La bella fotografía de John Toll para La delgada línea roja acentúa el poder de la naturaleza |
La
tranquilidad campestre se opone así a la dureza de una guerra que irrumpe
constantemente en las vidas de los dos granjeros, quienes hacen lo posible por
mantenerse al margen del conflicto y proteger su estilo de vida tradicional
(clásico contraste entre la pureza de la naturaleza y el salvajismo de los
humanos que alcanzó la cima en la mencionada La delgada línea roja). Sin embargo, cuando el conflicto llama a
sus puertas, los dos hombres se encuentran protegiendo bajo el mismo techo a un
checheno (Giorgi Nakashidze) y un
georgiano (Misha Meskhi), condenados
a odiarse mutuamente pese a la latente bondad de sus corazones. Basta una
mirada de cualquiera de los dos hombres para entender la absurdez, no sólo de
este conflicto, sino de la mayoría de los enfrentamientos bélicos de la
historia.
Al estilo balcánico, En tierra de nadie emplea la comedia negra para tratar su dura historia |
A este
respecto, Mandarinas recuerda
irremediablemente a una cinta ambientada al otro lado del Mar Negro un par de
años más tarde: la Guerra de Bosnia de En tierra de nadie (Danis Tanovic,
2001), en la que dos soldados de bandos distintos (un bosnio y un serbio)
quedan atrapados entre las líneas enemigas y obligados a intentar entenderse
(pero, también, a odiarse hasta el último suspiro). Sin embargo, mientras la
cinta bosnia (Óscar a mejor film extranjero por encima de la mismísima Amélie, de Jean-Pierre Jeunet) optaba
por la comedia negra, Mandarinas se
decanta por un tono más esperanzador, aunque igualmente dramático. De hecho,
las emociones reflejadas en ambos films son comparables, no sólo entre sí, sino
a las transmitidas por innumerables obras bélicas actuales.
Aunque han
transcurrido más de dos décadas desde los acontecimientos plasmados en el film,
Zaza Urushadze afirma que la actualidad del mismo sigue siendo latente: “el
sistemático cambio de fronteras causa fuertes reacciones entre los ciudadanos
georgianos. Y, siendo ciudadano de un país pequeño, no me puedo quedar parado
observando estos intentos de despojarnos de nuestro territorio”. Quizá por eso,
la película tuvo una gran acogida en Georgia, donde la premiere recibió una
ovación de 15 minutos. Pero no terminó ahí el entusiasmo: los festivales de
Jerusalén, Palm Springs, Seattle y Varsovia también se rindieron ante ella, así
como la crítica más exigente de todos los rincones del mundo.

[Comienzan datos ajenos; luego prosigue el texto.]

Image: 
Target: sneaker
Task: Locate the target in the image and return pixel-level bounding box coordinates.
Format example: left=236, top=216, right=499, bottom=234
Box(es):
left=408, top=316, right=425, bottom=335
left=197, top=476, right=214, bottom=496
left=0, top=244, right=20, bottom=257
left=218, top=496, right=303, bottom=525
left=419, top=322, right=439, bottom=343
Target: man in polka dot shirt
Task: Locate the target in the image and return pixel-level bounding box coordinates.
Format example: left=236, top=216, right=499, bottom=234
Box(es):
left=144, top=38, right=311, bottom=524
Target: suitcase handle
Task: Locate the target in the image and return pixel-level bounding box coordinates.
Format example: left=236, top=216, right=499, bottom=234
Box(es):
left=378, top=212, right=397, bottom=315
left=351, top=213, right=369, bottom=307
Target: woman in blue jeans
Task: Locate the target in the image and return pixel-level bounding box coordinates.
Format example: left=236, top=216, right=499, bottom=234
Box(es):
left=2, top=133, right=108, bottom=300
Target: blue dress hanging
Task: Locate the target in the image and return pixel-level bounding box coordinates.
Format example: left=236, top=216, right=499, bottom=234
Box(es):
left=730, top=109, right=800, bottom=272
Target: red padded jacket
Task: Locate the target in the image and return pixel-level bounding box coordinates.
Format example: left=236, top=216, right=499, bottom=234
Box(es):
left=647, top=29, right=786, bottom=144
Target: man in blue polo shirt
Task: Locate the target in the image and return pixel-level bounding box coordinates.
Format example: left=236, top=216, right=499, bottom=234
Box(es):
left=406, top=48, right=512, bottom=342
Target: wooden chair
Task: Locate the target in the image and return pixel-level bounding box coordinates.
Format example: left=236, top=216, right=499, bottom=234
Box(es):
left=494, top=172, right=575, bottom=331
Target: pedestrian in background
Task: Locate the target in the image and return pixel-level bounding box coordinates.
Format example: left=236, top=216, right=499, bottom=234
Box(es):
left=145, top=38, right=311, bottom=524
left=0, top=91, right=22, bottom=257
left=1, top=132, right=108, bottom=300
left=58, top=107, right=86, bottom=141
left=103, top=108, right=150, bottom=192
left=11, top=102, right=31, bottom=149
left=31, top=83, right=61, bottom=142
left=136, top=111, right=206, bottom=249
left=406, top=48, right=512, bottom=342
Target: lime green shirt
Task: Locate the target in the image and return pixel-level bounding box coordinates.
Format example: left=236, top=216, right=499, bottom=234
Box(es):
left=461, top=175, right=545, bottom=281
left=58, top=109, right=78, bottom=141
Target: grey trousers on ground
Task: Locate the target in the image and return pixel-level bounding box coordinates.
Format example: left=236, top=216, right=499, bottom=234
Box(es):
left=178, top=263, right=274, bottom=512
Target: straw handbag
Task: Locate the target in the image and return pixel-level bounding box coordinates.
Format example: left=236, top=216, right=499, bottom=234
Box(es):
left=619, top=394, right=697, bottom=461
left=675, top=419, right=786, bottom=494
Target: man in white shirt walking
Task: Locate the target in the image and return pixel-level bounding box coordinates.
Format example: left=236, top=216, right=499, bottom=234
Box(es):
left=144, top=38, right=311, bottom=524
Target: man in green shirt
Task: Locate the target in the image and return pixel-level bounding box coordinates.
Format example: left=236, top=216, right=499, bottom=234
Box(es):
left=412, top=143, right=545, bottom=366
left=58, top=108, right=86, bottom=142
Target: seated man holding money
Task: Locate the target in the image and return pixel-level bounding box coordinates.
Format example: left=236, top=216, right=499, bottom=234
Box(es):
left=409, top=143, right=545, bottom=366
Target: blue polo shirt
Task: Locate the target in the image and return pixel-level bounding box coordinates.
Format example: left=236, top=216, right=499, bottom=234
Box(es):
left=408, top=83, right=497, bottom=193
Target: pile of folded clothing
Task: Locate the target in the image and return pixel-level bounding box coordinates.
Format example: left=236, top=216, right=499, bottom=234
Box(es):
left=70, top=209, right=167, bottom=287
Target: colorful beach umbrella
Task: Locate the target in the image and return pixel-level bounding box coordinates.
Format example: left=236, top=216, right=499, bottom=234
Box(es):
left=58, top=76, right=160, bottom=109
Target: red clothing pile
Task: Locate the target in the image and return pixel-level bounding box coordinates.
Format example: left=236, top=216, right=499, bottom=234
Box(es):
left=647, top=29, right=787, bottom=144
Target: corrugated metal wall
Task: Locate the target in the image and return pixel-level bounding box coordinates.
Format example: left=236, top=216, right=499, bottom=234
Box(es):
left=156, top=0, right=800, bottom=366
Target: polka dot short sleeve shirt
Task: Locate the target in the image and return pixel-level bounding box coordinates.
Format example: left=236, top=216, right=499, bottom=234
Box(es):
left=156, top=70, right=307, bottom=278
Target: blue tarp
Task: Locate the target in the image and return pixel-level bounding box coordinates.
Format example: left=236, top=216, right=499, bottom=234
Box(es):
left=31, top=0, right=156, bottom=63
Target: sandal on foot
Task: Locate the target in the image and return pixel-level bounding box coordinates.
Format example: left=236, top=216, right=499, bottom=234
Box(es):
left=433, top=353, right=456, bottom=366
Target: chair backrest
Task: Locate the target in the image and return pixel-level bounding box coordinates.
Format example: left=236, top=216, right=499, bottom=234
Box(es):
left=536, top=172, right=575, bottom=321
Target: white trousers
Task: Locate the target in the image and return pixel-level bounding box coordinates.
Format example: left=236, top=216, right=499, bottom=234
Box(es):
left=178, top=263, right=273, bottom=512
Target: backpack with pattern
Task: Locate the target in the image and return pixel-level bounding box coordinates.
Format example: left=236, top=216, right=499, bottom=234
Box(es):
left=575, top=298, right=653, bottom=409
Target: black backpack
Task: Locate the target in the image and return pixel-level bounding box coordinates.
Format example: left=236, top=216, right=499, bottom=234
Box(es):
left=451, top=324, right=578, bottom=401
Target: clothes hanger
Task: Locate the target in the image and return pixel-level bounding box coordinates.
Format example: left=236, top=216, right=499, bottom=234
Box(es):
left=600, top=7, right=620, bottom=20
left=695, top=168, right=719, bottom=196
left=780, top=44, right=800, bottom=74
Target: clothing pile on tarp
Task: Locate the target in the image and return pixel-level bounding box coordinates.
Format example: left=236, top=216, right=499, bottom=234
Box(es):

Cartel de Mandarinas centrado en el absurdo enfrentamiento entre los dos soldados |
Y, hablando
del mundo, Mandarinas pone de
manifiesto la importancia de las coproducciones a lo largo y ancho de Europa (y
alrededores), algo que ya reflejaba la mencionada En tierra de nadie (coproducción entre Bosnia, Francia, Italia, Bélgica,
Gran Bretaña y Eslovenia). Pese a que la cinta ha contado con el apoyo del
Centro Cinematográfico Nacional de Georgia, su realización habría sido
imposible sin el cuantioso apoyo de Estonia. Los dos países mantienen buenas
relaciones políticas, económicas y culturales desde que ambos recuperaron la
independencia de la Unión Soviética, pero Mandarinas
es su primera coproducción (aunque indudablemente no será la última). En países
tan torturados por las luchas culturales, resulta emocionante encontrar joyas
nacidas de la cooperación y el amor. Y, nunca mejor dicho, rara vez ha dado la
coproducción frutos tan valiosas como Mandarinas.